Brian Lail, a professor in the Department of Electrical and Computer Engineering at Florida Tech, was recently named to The Optical Society (OSA) Senior Members class of 2018. The distinction honors individuals in the field of optics and photonics for their professional accomplishments.
The OSA approved 169 new members from colleges and universities in the U.S. and around the world. Members receive special recognition, including announcements in Optics & Photonics News and the OSA Member e-newsletter, as well as a certificate, lapel pin and letter of recognition. To qualify for senior membership, individuals must have a minimum of 10 years of significant professional experience in the field, an active OSA membership and two endorsements from fellow members. The qualifications are then reviewed by the OSA Board of Directors before a decision is made.

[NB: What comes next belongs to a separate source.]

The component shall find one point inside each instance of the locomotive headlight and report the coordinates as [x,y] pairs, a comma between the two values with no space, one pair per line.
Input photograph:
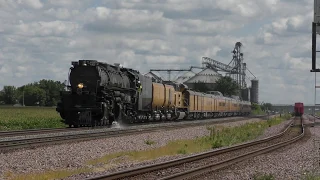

“The Optical Society welcomes this year’s Senior Class and congratulates these members for their contributions to our global community,” Ian Walmsley, 2018 president of The Optical Society and pro-vice-chancellor for research and innovation, Hooke Professor of Experimental Physics at the University of Oxford in England, said in a statement. “The 2018 class joins a distinguished group of scientists, engineers, entrepreneurs and innovators who have demonstrated exemplary professional accomplishments in optics and photonics.”
Lail was a Presidential Early Career Award for Scientists and Engineers (PECASE) recipient, the highest honor bestowed by the United States government on science and engineering professionals in the early stages of their independent research careers, and has conducted important research during his time at Florida Tech. That has included work to advance optical-antenna-coupled detector technology to enable next-generation infrared focal-plane imaging arrays and serving as primary investigator of a study on the design of impedance-matched infrared antennas using optical vector near-field mapping, which produced the first publication of empirically determined optical antenna input impedance and could lead to more reliable, sensitive and responsive infrared and optical sensing and detection.
“It is an honor to be acknowledged by The Optical Society (OSA) through the distinction of Senior Member status,” Lail said. “OSA is world-renowned as a scientific society dedicated to the advancement of theory and applications in optics and photonics.”